Немного помолчали. Потом мальчик спросил шепотом:
— И что это за такое ужасное зеркало, дедушка?
— А при чем тут зеркало?
— Ну как же, ты видел в нем ведьму. А мама когда-то рассказывала мне, что ей говорила ее мама, моя бабушка, как она однажды видела в этом зеркале дьявола. Может быть, она и умерла от внезапного испуга?
Дон Бадой встрепенулся от неожиданности. На какой-то миг он совершенно позабыл, что она действительно уже умерла, что она скончалась, бедная Агуэда; что они наконец успокоились, оба, что ее усталое тело обрело покой, освободилось теперь от его гнусных выходок, от западни, в которую она попала в ту майскую ночь, от силков, которые расставляет лето, от ужасных серебряных цепей лунного света… Она превратилась под конец просто в кипу седых волос и груду костей — увядшая, вечно хнычущая, страдающая от чахотки, то и дело бранящаяся, с глазами, похожими на горячие уголья, и землистым, пепельным лицом… А теперь ничего, ничего не осталось от нее, только имя на камне, только камень на кладбище — и больше ничего, совсем ничего не осталось от молодой девушки, вспыхнувшей так ярко, так живо в этом зеркале однажды грозовой майской ночью много-много лет тому назад.

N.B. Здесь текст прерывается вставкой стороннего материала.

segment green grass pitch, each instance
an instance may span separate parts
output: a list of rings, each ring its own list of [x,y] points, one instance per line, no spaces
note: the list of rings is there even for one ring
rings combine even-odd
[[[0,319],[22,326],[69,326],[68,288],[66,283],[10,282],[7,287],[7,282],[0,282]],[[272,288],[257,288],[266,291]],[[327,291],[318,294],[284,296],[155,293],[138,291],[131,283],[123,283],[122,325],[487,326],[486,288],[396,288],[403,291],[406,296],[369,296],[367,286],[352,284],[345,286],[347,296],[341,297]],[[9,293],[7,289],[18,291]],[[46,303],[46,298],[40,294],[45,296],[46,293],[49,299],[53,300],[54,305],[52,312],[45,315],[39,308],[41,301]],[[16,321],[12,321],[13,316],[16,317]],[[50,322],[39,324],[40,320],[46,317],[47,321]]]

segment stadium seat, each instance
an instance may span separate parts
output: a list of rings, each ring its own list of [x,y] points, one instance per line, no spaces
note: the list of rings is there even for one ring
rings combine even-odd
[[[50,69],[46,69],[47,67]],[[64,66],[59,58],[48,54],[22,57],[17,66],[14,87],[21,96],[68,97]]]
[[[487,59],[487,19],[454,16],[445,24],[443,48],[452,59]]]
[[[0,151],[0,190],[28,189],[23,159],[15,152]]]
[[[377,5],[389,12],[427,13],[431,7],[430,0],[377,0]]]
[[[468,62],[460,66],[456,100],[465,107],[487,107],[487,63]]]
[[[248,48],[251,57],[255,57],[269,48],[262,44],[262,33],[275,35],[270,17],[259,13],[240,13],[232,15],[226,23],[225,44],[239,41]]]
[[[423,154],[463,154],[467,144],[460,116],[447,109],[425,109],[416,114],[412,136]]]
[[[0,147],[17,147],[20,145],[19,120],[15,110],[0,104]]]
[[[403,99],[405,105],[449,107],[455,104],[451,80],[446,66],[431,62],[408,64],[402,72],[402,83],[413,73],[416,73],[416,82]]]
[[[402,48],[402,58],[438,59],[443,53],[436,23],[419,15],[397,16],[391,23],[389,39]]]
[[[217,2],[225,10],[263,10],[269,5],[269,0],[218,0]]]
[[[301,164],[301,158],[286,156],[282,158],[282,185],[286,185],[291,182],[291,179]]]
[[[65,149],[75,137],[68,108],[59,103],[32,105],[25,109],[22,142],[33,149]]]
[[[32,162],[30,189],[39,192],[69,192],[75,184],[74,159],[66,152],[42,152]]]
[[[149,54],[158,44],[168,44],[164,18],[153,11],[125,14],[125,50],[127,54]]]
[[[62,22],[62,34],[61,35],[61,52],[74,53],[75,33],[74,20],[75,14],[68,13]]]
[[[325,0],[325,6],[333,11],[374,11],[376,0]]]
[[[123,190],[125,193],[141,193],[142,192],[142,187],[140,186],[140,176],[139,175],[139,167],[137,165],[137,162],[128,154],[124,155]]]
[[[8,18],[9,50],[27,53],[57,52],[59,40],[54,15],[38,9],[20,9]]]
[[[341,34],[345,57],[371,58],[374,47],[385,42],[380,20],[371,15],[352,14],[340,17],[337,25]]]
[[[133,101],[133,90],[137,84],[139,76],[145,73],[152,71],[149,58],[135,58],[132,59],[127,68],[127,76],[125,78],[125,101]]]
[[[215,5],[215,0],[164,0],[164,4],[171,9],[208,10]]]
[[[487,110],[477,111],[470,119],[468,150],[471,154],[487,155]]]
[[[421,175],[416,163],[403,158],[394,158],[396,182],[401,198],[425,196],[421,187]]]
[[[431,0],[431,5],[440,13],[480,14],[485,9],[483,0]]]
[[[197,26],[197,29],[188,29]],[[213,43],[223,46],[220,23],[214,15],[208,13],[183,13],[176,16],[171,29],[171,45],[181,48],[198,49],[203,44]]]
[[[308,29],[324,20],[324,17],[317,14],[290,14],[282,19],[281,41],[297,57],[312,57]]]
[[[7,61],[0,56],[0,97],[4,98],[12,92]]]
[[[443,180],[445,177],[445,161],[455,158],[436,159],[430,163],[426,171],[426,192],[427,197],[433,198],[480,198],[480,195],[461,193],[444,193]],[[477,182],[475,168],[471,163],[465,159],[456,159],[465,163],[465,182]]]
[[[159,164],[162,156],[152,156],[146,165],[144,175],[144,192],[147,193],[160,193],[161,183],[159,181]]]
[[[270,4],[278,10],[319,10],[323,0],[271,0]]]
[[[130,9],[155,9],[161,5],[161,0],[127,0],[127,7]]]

И ему вспомнилось, как жалобно она зарыдала, вспомнилось, как больно укусила его за палец и вмиг улетела, как он пел тут в темной зале, один посреди ночи, впервые ощутив, что такое любовь… И такая грусть охватила его вдруг, и так стало тяжело на душе, что он не смог сдержать невольных слез, хотя и стыдился присутствия мальчика. Отправив внука спать, он подошел к окну, отворил створки и огляделся. Он смотрел на грязную, вонючую улицу, едва освещенную парой фонарей, по которой вдруг с грохотом проносился запоздалый экипаж, подскакивая на булыжной мостовой, по обе стороны которой о чем-то шептались слепые темные дома, смотрел на черепичные крыши, неясно проступающие во тьме, словно зловещие шахматные доски на фоне грозового неба, покрытого клоками мрачных облаков, сквозь которые осторожно крадется чертовски старая луна, а ветер жутковато завывает, свистит, пахнет морем и летними садами, навевая невыносимые воспоминания о том мае, той майской ночи, старой-старой любви старого человека, роняющего сейчас слезы у окна; да, согбенный старик горько плачет во тьме у окна, слезы стекают по его щекам, ветер шевелит его посеребренные сединой волосы, а одну руку он прижимает ко рту… А с улицы доносится постукивание по булыжнику тяжелых сапог стражника, позвякивание его фонаря, притороченного к поясу, и мощное эхо его раскатистого голоса разносит в ночи: «Guardia sereno-o-o! A las doce han dado-o-o!»